El señor Coliflor preguntó a Aviraneta y a Riego si eran liberales, y al saber que eran masones quiso llevarlos a su casa.

Salimos del café, cruzamos calles estrechas tortuosas, negras, algunas con las fachadas pintadas y con torres en las esquinas, y llegamos a la calle de los judíos, Judengasse, calle más miserable y más estrecha que las demás, en cuyo extremo se encontraba la sinagoga.

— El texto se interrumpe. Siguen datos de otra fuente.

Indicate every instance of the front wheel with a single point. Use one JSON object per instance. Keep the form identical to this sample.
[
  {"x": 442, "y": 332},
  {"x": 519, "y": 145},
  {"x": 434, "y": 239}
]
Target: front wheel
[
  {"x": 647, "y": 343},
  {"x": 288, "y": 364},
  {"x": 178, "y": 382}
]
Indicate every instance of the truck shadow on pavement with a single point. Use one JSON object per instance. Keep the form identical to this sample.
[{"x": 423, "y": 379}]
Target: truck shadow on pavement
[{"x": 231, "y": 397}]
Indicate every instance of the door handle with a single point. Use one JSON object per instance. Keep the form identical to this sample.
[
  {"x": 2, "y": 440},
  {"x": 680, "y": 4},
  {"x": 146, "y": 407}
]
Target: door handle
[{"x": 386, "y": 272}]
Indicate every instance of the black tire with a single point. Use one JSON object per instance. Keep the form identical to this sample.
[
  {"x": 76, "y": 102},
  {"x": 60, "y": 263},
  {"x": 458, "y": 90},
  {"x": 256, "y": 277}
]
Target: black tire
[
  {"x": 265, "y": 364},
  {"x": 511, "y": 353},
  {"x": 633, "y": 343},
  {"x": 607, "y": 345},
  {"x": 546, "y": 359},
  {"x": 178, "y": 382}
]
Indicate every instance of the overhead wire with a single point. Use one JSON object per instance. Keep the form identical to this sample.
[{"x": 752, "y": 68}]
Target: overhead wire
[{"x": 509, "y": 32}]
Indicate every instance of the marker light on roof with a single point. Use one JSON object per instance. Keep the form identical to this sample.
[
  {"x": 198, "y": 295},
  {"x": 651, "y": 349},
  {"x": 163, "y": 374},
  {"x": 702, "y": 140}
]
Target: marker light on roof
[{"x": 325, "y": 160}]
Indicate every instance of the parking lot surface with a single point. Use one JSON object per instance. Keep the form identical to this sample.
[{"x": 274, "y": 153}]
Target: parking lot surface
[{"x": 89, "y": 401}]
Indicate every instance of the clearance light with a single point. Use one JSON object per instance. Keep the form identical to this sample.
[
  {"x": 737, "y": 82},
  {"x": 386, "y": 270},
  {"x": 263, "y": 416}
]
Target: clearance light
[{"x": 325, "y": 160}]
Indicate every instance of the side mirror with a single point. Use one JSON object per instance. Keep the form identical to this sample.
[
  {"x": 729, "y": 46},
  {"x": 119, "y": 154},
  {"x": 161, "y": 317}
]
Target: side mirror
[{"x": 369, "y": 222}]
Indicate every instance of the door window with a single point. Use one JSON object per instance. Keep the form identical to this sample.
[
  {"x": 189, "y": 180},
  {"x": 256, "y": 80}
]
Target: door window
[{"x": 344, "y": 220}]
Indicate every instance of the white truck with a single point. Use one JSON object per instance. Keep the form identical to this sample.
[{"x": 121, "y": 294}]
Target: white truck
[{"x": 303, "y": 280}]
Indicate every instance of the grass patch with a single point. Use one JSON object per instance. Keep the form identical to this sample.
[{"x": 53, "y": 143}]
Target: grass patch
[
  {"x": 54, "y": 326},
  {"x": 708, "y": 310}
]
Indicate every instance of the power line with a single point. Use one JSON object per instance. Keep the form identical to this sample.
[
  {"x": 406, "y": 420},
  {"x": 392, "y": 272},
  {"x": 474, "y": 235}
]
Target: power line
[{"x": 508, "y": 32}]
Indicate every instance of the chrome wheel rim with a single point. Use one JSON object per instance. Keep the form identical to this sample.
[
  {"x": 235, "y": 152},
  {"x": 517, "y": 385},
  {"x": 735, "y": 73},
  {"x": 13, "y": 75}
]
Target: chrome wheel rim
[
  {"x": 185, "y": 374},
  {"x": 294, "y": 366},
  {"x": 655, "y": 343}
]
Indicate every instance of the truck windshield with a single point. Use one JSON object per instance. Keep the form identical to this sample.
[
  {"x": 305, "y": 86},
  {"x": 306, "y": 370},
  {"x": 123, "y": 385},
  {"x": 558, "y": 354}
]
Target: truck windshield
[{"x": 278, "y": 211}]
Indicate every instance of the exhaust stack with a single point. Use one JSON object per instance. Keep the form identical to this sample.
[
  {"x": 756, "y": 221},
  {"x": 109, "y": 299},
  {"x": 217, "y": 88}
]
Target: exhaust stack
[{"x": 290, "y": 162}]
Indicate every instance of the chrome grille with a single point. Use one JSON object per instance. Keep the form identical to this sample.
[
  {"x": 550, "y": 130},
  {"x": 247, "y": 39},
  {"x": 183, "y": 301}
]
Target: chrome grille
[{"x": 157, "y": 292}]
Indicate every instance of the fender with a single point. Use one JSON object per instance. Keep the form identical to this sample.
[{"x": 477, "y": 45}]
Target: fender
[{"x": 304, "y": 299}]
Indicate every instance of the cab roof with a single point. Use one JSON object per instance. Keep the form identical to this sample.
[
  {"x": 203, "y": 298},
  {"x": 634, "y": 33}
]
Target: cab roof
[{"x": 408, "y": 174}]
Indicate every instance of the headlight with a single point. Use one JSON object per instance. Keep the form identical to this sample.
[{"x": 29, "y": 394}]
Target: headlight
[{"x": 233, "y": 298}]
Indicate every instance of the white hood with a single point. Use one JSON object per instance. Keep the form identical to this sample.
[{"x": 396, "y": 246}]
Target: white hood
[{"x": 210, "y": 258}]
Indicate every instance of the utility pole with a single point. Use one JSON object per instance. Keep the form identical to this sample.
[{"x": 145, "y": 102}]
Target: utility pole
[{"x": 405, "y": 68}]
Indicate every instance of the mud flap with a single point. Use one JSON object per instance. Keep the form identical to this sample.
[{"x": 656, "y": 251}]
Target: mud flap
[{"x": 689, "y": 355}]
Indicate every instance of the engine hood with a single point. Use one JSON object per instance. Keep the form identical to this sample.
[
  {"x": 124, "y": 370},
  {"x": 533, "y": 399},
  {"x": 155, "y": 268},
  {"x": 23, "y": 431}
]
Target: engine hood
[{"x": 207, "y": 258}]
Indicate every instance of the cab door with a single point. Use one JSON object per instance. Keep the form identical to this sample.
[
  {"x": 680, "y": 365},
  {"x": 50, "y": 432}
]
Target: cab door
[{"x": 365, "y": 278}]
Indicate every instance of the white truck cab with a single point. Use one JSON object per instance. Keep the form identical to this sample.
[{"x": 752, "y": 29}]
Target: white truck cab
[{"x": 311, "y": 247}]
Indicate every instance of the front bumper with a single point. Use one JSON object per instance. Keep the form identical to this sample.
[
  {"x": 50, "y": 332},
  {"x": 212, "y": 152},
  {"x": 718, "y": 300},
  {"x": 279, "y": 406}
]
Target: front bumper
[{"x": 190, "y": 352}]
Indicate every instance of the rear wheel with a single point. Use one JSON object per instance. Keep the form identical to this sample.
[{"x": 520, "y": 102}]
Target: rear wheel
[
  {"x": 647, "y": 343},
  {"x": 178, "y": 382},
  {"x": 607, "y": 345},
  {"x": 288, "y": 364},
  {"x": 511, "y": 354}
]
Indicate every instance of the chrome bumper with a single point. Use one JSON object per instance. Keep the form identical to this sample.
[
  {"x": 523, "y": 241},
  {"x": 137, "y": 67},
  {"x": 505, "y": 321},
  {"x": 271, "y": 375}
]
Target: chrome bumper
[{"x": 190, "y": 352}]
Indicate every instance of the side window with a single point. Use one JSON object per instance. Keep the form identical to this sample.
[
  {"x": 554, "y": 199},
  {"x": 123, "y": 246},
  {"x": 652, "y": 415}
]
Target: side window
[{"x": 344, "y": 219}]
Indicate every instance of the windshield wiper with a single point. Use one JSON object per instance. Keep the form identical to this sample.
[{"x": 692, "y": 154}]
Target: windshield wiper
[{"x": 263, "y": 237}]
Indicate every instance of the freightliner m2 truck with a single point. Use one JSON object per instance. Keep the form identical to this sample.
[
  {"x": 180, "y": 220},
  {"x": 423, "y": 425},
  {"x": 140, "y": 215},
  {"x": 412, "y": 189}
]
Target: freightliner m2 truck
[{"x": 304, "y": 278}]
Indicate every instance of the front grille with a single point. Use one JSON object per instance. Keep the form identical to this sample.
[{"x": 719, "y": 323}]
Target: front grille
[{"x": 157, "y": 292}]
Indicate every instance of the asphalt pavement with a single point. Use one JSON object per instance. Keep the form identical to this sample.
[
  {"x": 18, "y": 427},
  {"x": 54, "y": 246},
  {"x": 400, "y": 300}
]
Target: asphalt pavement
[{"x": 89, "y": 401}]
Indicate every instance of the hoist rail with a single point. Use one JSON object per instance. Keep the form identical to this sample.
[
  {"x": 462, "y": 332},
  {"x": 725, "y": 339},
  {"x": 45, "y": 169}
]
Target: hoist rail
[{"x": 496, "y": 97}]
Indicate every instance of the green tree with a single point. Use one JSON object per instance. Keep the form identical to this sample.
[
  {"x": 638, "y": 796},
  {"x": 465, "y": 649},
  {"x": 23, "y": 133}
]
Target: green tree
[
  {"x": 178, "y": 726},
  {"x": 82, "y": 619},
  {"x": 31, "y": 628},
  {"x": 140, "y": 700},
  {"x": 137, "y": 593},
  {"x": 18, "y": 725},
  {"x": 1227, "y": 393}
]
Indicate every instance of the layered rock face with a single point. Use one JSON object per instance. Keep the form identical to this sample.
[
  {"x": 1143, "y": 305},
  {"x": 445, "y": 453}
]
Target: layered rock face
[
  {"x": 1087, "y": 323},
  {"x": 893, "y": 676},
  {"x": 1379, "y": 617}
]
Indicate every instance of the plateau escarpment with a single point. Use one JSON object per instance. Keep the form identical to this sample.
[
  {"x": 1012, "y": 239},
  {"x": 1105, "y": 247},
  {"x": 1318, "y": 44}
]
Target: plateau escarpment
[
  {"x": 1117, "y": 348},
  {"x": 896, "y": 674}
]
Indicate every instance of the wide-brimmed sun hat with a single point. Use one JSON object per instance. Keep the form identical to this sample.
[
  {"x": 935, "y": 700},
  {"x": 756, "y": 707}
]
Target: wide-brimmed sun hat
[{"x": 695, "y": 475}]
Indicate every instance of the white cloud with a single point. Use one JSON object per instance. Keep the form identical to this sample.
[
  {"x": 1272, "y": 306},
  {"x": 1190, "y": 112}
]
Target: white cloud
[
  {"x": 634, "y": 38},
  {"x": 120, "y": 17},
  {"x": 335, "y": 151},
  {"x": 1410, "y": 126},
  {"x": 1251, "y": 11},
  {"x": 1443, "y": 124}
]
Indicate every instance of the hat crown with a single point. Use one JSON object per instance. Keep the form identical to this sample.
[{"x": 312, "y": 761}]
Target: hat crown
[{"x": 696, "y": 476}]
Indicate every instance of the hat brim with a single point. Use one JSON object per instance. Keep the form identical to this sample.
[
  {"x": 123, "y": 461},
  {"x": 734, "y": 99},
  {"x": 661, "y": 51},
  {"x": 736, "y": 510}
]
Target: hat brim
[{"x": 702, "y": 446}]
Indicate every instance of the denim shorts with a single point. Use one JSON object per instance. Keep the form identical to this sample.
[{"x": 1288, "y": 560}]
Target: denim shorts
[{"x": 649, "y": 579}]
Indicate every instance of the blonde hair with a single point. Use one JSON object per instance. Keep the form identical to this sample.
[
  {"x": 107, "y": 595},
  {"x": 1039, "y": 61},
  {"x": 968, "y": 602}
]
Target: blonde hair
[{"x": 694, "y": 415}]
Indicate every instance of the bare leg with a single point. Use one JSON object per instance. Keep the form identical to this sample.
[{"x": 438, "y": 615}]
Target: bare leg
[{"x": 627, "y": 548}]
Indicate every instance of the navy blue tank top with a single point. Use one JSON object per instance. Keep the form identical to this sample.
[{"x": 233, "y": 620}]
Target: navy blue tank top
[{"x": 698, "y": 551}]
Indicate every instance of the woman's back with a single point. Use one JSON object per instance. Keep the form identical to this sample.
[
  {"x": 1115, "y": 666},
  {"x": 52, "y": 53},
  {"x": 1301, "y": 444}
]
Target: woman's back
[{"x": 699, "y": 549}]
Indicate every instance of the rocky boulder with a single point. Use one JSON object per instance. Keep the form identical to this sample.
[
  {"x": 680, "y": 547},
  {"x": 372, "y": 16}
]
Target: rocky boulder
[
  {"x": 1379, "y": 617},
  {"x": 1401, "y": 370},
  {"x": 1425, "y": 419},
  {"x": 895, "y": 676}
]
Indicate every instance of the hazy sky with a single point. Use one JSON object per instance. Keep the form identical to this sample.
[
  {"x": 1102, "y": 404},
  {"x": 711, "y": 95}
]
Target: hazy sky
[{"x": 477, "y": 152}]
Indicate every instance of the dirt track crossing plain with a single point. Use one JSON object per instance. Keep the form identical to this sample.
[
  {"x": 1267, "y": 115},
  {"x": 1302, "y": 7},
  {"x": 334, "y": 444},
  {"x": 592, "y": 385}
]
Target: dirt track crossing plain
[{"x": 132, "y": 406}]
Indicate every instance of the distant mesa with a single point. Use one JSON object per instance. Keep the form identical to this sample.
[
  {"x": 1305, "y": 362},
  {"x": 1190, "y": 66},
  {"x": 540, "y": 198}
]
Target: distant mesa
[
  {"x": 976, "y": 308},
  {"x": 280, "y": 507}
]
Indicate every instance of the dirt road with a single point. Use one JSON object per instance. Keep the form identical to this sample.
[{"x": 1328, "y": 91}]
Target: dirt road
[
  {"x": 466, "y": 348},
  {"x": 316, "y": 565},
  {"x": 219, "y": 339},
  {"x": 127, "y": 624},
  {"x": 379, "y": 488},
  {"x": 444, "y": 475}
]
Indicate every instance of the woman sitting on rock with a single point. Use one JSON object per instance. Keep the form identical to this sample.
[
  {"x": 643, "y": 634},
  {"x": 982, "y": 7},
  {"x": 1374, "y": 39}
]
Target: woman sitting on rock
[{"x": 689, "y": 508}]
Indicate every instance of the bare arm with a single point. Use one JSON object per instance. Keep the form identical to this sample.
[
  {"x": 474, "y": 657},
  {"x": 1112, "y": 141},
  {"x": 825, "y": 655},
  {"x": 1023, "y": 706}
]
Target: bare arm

Por lo que dijo el señor Coliflor, antiguamente la calle se cerraba con puertas y cerrojos. El judío nos llevó a su casa, nos obsequió con té y después nos condujo a una imprenta próxima, donde nos presentó a un hombre alto y joven que no hablaba francés y con el cual hubo que entenderse teniendo al judío por intérprete.

Este impresor era de una Sociedad secreta llamada Tugendbund (asociación de la virtud), constituida con un objeto mixto, medio liberal, medio patriótico. Parece que los asociados trabajaban con un enorme entusiasmo por la unidad alemana formada alrededor de Prusia, y que las dos cabezas principales eran: el ministro prusiano, barón de Stein, y un poeta llamado Mauricio Ernesto Arndt, que había publicado canciones patrióticas atacando a Napoleón y elogiando a los alemanes.

Aviraneta y Riego quisieron enterarse de lo que hacían las Sociedades secretas en Alemania, y el impresor habló de la masonería y de la Secta de los Iluminados, con su procedimiento del triángulo, formada por Adan Weishaupt y su compañero Filon Knigge. Las dos Sociedades habían ya casi desaparecido, y con sus restos se habían fundado la Tugendbund y la Burchenschaft (reunión de estudiantes). Estas, abandonando las cuestiones místicas y religiosas, se dedicaban a una obra liberal y patriótica más inmediata.

La Tugendbund conservaba un aire misterioso y romántico, según nos dijo el impresor. Los individuos que pertenecían a ella iban a las sesiones vestidos a la antigua alemana, cordón blanco y negro al cuello, del que colgaba un puñal adornado con una calavera y la leyenda en latín Ultima ratio populorum.

El impresor nos dijo que a esta Sociedad había pertenecido Fichte, célebre profesor que había escrito un discurso a la nación alemana que, a la verdad, ni Riego, ni Aviraneta, ni yo conocíamos.

El impresor afirmaba, con entusiasmo, que Alemania era el primer país del mundo por su espíritu. La ciencia alemana, la filosofía alemana, la cultura alemana estaban por encima de todo.

Ya cansados de disertaciones, nos despedimos del patriota y volvimos a nuestra fonda acompañados del señor Coliflor, que no quería separarse de nosotros.